EPA provides $602,000 to Navajo Nation Government for Gold King Mine response costs

Contact Information: 
Margot Perez-Sullivan (perezsullivan.margot@epa.gov)

SAN FRANCISCO – Today, the U.S. Environmental Protection Agency (EPA) is awarding more than $445,000 to reimburse the Navajo Nation for response costs for actions associated with the August 5, 2015 Gold King Mine release near Silverton, Colo.  This is in addition to $157,000 awarded in March.  These funds include costs incurred for various activities associated with the release response, including field evaluations, water quality sampling, laboratory analyses, and personnel. 

EPA continues to evaluate state, tribal and local response costs and has reimbursed approximately $3 million to date through cooperative agreements established with partners. 

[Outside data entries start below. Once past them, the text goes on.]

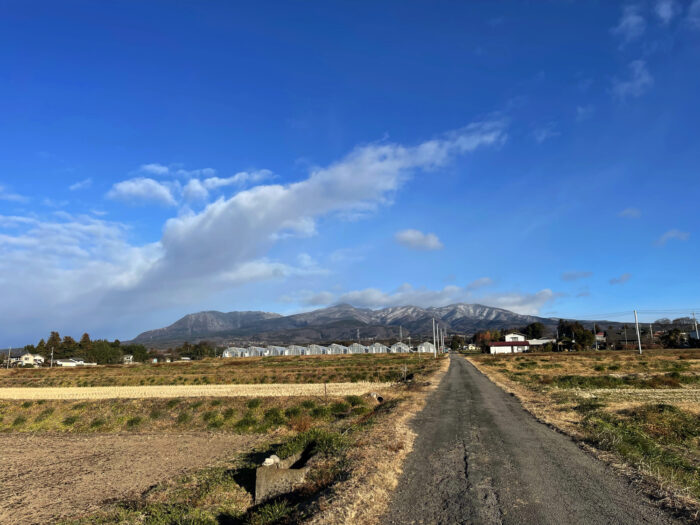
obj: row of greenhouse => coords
[221,342,435,357]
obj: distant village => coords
[1,318,700,368]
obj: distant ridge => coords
[133,303,559,347]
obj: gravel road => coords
[0,382,392,400]
[382,355,677,525]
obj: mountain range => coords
[132,303,559,347]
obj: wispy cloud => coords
[654,0,681,25]
[610,5,647,45]
[139,162,170,175]
[0,121,506,344]
[107,177,177,206]
[612,60,654,100]
[68,177,92,191]
[610,273,632,284]
[656,229,690,246]
[561,272,593,282]
[532,122,561,144]
[618,208,642,219]
[394,230,443,250]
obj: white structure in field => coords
[348,343,367,354]
[389,343,411,354]
[418,341,435,354]
[328,343,348,354]
[489,332,530,354]
[367,343,389,354]
[18,352,44,366]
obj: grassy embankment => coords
[470,350,700,506]
[8,356,446,525]
[0,354,431,387]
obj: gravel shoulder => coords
[382,355,677,525]
[0,382,392,400]
[0,433,263,525]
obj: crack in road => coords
[382,355,676,525]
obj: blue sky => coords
[0,0,700,345]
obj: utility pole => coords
[433,317,437,359]
[593,323,598,352]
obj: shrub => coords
[331,401,350,416]
[63,416,78,427]
[264,407,284,426]
[345,396,365,407]
[34,408,54,423]
[246,397,262,410]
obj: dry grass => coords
[469,350,700,518]
[0,354,434,387]
[0,382,391,400]
[308,357,449,525]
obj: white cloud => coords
[610,273,632,284]
[304,284,558,314]
[561,272,593,282]
[139,163,170,175]
[107,177,177,206]
[656,229,690,246]
[612,60,654,100]
[68,177,92,191]
[610,5,647,44]
[0,185,29,202]
[688,0,700,29]
[618,208,642,219]
[654,0,681,24]
[395,230,443,250]
[0,121,506,341]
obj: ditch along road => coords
[382,354,680,525]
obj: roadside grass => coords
[62,390,399,525]
[470,349,700,508]
[0,396,373,434]
[0,354,437,387]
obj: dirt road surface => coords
[382,355,676,525]
[0,433,261,525]
[0,382,392,400]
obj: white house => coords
[54,357,86,366]
[389,343,411,354]
[367,343,389,354]
[529,338,557,346]
[418,341,435,354]
[348,343,367,354]
[17,352,44,366]
[221,346,248,357]
[328,343,348,354]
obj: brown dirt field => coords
[0,433,264,525]
[0,383,392,400]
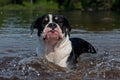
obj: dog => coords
[31,14,96,68]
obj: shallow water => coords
[0,10,120,80]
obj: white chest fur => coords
[45,36,72,67]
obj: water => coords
[0,10,120,80]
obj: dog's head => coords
[31,14,71,40]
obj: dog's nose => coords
[48,23,57,30]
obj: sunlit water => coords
[0,10,120,80]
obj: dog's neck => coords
[45,35,72,67]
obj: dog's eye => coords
[55,17,58,20]
[54,17,63,23]
[42,17,48,24]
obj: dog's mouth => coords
[43,28,62,45]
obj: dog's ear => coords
[63,17,71,36]
[30,17,42,36]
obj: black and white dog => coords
[31,14,96,68]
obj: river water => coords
[0,10,120,80]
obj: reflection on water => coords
[0,10,120,80]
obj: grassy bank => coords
[0,1,58,10]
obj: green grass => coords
[0,0,58,10]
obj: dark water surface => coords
[0,10,120,80]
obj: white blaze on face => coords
[42,14,64,38]
[48,14,53,23]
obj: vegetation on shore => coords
[0,0,120,11]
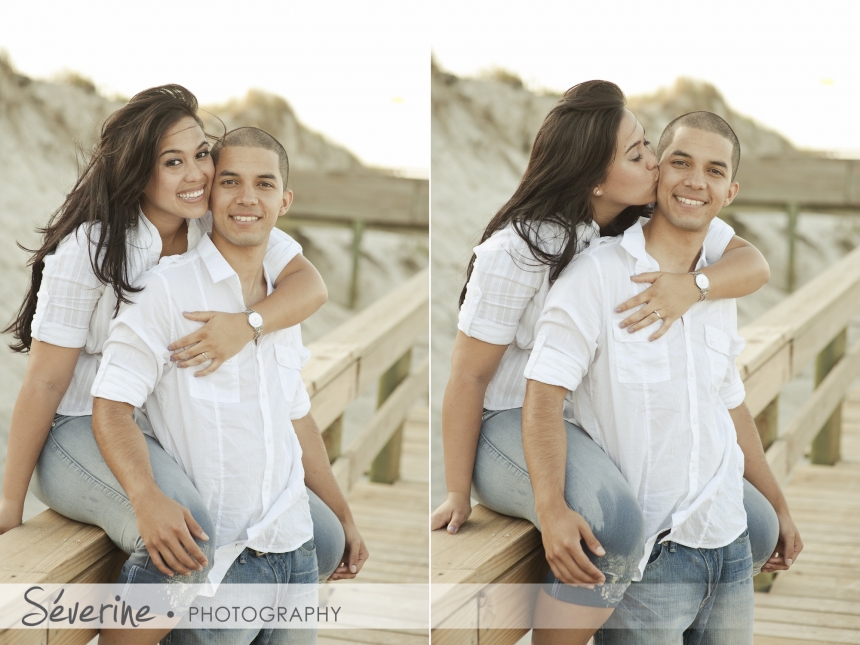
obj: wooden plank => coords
[288,170,430,229]
[341,357,430,484]
[430,504,541,583]
[753,620,860,645]
[782,342,860,464]
[0,510,116,583]
[733,157,860,209]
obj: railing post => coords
[322,415,343,464]
[785,202,800,293]
[370,349,412,484]
[755,396,779,450]
[809,329,848,466]
[753,396,779,592]
[349,219,364,309]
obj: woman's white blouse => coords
[30,212,302,416]
[457,218,735,410]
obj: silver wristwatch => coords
[242,309,263,340]
[690,271,711,302]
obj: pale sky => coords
[0,0,430,176]
[431,0,860,158]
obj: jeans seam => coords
[480,434,531,481]
[48,434,134,509]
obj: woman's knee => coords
[744,479,779,574]
[308,489,346,580]
[583,490,645,582]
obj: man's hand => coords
[540,506,606,585]
[329,522,370,580]
[761,511,803,573]
[134,488,209,577]
[430,493,472,533]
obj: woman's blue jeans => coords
[33,413,345,584]
[472,408,779,607]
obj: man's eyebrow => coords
[158,141,209,157]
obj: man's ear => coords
[723,181,740,206]
[278,189,293,217]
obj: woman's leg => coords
[744,479,779,575]
[473,409,645,642]
[307,488,346,582]
[33,416,215,583]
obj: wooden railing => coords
[723,157,860,293]
[431,244,860,644]
[0,269,429,645]
[278,170,430,308]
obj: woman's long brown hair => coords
[4,85,203,352]
[460,81,649,306]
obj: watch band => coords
[690,271,711,302]
[242,309,263,340]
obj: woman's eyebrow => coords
[158,141,209,157]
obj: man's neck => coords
[642,210,708,273]
[212,232,267,309]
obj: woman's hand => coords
[0,498,24,535]
[329,522,370,580]
[430,493,472,533]
[761,511,803,573]
[615,271,701,340]
[167,311,254,376]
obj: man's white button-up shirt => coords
[525,224,747,580]
[92,235,313,585]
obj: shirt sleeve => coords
[263,228,302,284]
[92,273,176,407]
[525,256,605,391]
[704,217,735,264]
[457,229,547,345]
[30,226,105,347]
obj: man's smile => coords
[673,195,707,206]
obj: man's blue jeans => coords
[161,539,319,645]
[594,531,754,645]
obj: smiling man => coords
[523,112,802,645]
[93,128,367,645]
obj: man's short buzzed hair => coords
[212,126,290,190]
[657,112,741,181]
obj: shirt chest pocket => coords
[612,327,671,383]
[275,345,310,403]
[705,325,730,389]
[188,357,239,403]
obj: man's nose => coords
[684,168,707,190]
[238,186,257,206]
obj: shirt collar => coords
[621,217,706,274]
[196,235,273,294]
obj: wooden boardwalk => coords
[317,407,430,645]
[755,389,860,645]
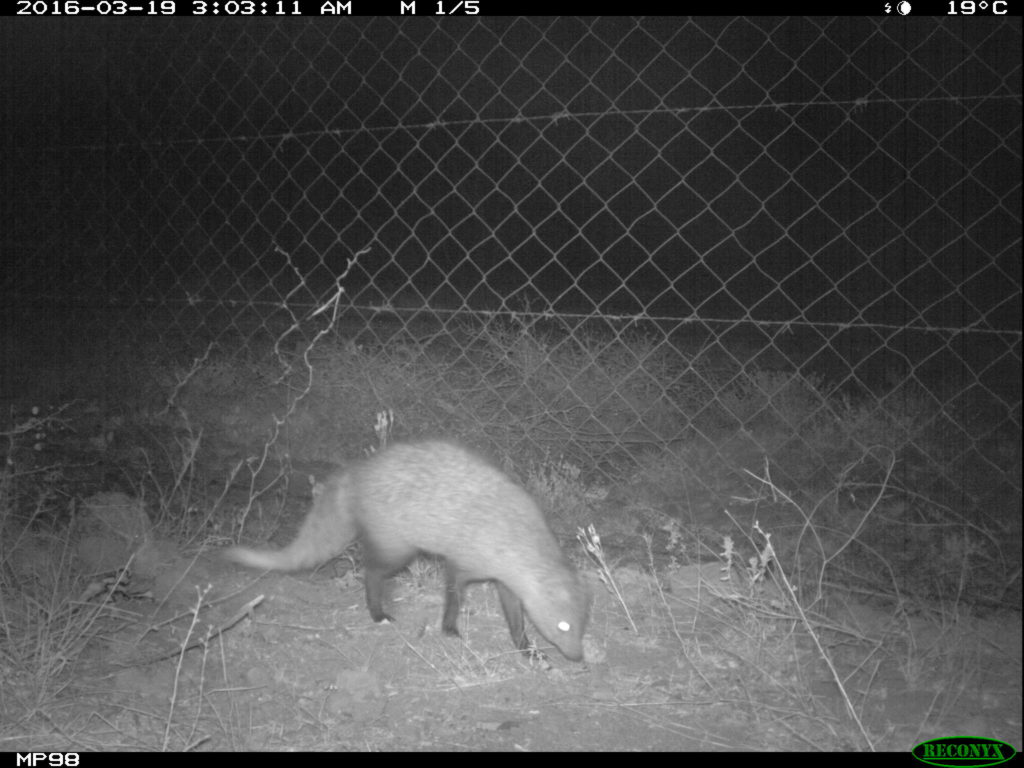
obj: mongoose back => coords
[225,441,589,660]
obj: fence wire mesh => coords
[0,17,1021,520]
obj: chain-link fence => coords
[2,17,1021,520]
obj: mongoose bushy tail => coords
[226,440,589,660]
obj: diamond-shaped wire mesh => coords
[2,17,1021,514]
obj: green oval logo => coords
[910,736,1017,768]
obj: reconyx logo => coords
[910,736,1017,768]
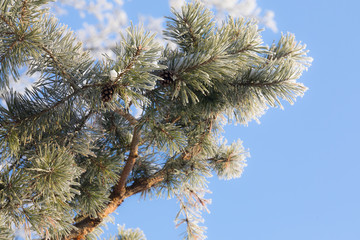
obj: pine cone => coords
[160,70,174,87]
[101,83,115,102]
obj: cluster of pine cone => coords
[159,70,174,87]
[101,70,174,102]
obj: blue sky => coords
[54,0,360,240]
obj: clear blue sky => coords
[58,0,360,240]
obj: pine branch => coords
[40,45,79,90]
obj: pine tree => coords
[0,0,311,239]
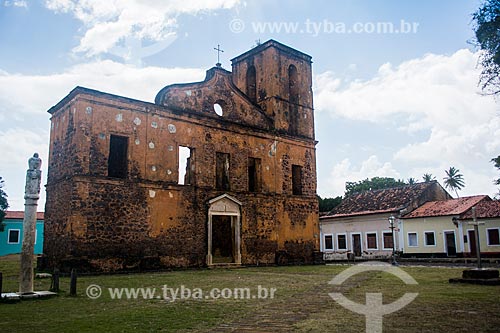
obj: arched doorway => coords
[207,194,241,266]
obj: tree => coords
[0,177,9,231]
[317,195,342,212]
[422,173,436,183]
[443,167,465,198]
[345,177,406,196]
[472,0,500,95]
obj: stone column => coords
[19,153,42,294]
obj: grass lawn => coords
[0,256,500,333]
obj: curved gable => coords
[155,67,272,130]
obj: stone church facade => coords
[44,40,319,271]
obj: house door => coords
[352,235,361,257]
[212,215,234,264]
[467,230,477,257]
[444,231,457,257]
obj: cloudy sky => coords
[0,0,500,210]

Today’s announcement is part of EPA’s ongoing evaluation of costs consistent with the Agency’s authorities and the requirements under the Comprehensive Environmental Response, Compensation, and Liability Act (CERCLA) or Superfund.  The funds made available this week reimburse documented and allowable response costs submitted by the Navajo Nation, including over $130,000 to support activities of the Navajo Nation Emergency Operations Center, over $72,000 for drinking water monitoring and hauling, and over $71,000 to support site visits to farmers by the Navajo Department of Agriculture to assess needs for agricultural water and feed during the response.

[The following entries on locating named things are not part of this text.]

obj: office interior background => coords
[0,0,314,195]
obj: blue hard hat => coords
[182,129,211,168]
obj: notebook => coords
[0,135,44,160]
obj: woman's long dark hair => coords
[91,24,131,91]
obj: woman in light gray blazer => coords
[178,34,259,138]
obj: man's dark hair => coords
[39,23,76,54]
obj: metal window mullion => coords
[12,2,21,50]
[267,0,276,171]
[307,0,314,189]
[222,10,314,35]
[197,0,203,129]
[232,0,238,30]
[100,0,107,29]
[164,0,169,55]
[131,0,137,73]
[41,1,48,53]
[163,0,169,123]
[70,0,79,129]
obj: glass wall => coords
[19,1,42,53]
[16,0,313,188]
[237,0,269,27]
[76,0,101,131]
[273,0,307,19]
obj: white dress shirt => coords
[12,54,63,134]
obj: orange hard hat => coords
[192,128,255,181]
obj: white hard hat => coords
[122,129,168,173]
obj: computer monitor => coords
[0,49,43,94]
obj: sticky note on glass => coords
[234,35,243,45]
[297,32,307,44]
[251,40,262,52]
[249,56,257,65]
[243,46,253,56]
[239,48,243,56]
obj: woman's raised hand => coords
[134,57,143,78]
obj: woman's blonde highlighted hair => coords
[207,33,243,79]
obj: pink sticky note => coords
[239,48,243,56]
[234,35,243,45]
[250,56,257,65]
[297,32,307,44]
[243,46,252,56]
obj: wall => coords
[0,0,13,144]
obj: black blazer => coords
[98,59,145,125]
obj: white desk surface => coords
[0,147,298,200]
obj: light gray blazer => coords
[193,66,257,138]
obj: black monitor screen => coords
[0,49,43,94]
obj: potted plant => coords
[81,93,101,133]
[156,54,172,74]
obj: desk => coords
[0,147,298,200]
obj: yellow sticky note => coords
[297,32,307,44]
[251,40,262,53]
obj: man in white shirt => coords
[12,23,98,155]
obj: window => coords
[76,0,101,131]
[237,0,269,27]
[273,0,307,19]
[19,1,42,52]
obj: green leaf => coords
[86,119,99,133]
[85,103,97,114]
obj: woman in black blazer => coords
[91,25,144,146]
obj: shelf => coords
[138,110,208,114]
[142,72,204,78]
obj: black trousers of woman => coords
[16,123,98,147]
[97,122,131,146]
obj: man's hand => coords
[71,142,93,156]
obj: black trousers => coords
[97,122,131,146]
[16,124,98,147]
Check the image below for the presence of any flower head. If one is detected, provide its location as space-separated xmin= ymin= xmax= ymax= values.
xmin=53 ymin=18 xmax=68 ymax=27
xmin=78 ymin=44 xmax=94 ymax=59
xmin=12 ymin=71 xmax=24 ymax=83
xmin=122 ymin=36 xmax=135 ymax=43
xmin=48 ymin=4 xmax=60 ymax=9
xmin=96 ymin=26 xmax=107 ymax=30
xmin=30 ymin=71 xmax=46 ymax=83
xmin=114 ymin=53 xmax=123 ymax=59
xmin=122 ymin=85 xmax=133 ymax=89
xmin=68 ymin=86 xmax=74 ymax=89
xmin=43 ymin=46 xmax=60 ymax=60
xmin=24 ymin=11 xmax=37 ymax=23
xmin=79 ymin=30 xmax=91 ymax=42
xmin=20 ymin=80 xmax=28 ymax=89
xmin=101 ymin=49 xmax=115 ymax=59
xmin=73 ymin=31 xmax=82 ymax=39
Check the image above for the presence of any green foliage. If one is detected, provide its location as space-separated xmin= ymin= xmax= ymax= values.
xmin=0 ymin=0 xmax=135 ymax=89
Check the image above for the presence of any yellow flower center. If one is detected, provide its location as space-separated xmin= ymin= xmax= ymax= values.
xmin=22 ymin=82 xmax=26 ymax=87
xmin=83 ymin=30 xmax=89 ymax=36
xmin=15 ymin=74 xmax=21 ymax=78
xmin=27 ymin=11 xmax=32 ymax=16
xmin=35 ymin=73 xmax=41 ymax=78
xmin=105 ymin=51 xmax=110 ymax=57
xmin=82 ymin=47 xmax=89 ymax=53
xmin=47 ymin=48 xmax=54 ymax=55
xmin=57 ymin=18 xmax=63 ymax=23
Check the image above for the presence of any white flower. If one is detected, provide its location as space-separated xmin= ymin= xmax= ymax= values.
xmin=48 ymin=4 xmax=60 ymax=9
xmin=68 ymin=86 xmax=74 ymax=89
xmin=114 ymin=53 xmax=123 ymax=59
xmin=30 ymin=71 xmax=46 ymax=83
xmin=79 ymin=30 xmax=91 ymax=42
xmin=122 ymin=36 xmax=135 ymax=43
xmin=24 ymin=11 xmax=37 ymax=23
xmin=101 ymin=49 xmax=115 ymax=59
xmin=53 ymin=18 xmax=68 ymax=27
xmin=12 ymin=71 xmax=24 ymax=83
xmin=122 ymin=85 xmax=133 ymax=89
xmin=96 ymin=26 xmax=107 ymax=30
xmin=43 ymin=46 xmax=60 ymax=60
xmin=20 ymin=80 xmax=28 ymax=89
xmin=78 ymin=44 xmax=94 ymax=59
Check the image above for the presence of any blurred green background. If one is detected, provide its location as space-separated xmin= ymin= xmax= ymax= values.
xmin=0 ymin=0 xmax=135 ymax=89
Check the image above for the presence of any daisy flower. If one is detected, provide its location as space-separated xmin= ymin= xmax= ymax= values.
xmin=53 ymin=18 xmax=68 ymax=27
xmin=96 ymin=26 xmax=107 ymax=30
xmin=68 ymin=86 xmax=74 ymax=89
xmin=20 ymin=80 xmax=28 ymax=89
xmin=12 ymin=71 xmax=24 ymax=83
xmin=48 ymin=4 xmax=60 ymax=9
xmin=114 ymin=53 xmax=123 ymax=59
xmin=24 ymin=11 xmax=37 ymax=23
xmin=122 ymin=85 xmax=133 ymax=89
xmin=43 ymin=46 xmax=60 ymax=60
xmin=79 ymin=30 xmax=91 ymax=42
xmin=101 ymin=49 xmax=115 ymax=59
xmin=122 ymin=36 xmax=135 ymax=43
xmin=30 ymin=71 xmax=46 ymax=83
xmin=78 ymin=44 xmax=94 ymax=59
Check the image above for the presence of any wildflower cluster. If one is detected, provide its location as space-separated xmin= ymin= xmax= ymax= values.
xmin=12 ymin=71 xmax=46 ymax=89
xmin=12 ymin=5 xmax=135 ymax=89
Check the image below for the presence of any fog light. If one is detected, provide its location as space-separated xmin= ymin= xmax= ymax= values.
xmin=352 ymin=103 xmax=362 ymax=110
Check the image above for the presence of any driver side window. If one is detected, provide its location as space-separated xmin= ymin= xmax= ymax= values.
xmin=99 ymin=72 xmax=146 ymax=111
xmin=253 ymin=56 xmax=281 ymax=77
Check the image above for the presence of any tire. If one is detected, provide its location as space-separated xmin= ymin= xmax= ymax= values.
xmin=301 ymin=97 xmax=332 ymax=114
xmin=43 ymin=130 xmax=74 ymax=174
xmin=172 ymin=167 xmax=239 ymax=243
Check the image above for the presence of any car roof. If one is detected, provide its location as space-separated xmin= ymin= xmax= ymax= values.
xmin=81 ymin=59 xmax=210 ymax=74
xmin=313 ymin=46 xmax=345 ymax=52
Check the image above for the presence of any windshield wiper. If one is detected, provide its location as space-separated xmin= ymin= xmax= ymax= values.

One year after the Gold King Mine release, EPA continues to invest resources and work collaboratively with impacted stakeholders to achieve permanent solutions to issues associated with abandoned mines, prevent future releases, and protect water resources.  The Agency has dedicated more than $29 million to respond to the incident and provide for continued water quality monitoring in the Animas and San Juan Rivers. The majority of these funds are being used to stabilize the mine and mitigate ongoing acid mine drainage at the Gold King Mine.  EPA is also providing more than $2.6 million to states and tribes to develop a better understanding of the overall water quality conditions in the Animas and San Juan rivers and support real-time monitoring of water resources and to improve the notification process for any future incidents. The Navajo Nation has received $465,000 towards that effort.

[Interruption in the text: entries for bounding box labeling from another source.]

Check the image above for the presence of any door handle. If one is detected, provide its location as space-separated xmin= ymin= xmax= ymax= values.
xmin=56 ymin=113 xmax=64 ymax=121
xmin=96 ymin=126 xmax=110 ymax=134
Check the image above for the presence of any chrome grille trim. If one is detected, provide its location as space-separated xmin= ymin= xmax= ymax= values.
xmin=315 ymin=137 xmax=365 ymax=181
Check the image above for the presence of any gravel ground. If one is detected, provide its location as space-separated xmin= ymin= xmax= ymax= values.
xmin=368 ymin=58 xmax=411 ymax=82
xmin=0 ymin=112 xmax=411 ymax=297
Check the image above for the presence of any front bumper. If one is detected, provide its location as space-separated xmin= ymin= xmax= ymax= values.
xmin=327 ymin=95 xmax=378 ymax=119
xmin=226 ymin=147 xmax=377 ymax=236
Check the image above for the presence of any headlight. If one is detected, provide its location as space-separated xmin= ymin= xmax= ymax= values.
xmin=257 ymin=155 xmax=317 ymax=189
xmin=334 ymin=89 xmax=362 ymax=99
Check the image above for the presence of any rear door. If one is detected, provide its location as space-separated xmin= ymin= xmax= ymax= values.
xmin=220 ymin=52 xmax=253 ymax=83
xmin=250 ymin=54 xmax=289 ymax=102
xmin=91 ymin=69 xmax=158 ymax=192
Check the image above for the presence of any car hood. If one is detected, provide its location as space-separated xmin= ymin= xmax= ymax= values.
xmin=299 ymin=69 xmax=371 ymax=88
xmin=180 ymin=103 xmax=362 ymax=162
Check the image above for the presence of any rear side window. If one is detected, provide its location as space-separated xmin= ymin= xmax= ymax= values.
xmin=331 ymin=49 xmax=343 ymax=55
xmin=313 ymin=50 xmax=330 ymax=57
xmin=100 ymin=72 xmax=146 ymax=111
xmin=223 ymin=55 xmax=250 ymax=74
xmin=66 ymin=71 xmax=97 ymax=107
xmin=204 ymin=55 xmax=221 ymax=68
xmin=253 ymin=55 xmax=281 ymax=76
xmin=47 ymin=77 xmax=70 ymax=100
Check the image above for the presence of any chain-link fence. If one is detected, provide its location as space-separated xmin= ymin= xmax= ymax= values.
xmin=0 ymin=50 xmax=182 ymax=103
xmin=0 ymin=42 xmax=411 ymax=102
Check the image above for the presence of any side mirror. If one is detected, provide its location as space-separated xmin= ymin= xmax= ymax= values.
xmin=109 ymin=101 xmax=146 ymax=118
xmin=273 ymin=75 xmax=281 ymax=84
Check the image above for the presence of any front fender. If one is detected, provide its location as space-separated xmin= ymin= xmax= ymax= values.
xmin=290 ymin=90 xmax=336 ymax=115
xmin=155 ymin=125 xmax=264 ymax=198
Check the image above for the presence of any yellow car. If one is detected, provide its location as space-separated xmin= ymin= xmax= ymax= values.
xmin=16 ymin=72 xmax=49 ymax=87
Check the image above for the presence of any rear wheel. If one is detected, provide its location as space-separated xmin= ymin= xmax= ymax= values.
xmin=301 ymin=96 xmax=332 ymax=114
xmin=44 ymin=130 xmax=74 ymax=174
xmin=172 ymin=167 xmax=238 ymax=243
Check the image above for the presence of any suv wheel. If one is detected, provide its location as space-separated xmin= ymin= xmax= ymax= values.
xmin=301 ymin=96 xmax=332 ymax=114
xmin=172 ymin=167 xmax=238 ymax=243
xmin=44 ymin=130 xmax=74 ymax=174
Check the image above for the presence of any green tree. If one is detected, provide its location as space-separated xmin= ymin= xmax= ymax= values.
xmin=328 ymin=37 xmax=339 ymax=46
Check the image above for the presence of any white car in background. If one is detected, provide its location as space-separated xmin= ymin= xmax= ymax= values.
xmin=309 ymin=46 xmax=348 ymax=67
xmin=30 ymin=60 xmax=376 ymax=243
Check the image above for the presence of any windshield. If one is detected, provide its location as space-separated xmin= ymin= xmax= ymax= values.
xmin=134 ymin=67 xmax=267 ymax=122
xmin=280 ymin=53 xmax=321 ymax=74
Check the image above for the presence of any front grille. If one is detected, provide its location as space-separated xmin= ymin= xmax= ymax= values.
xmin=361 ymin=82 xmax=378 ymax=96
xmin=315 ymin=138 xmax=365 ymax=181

Contamination from more than 160,000 abandoned mines in the West continues to pose costly and complex challenges for the region’s states, tribes and communities.  EPA is collaborating with partners on the best practices and lessons to address the legacy of abandoned mines.  The Upper Animas Watershed has historically received high loadings of metals associated with the discharge of 5.4 million gallons per day from mining, highly mineralized formations, and mines in the area.  For the communities impacted by the decades of contaminated mine drainage into the Animas and San Juan River watersheds, EPA has proposed a Superfund National Priorities Listing for the Bonita Peak Mining District, which includes the Gold King Mine, and is committed to pursuing collaborative approaches to improve water quality impacted by pollution that crosses state and tribal borders.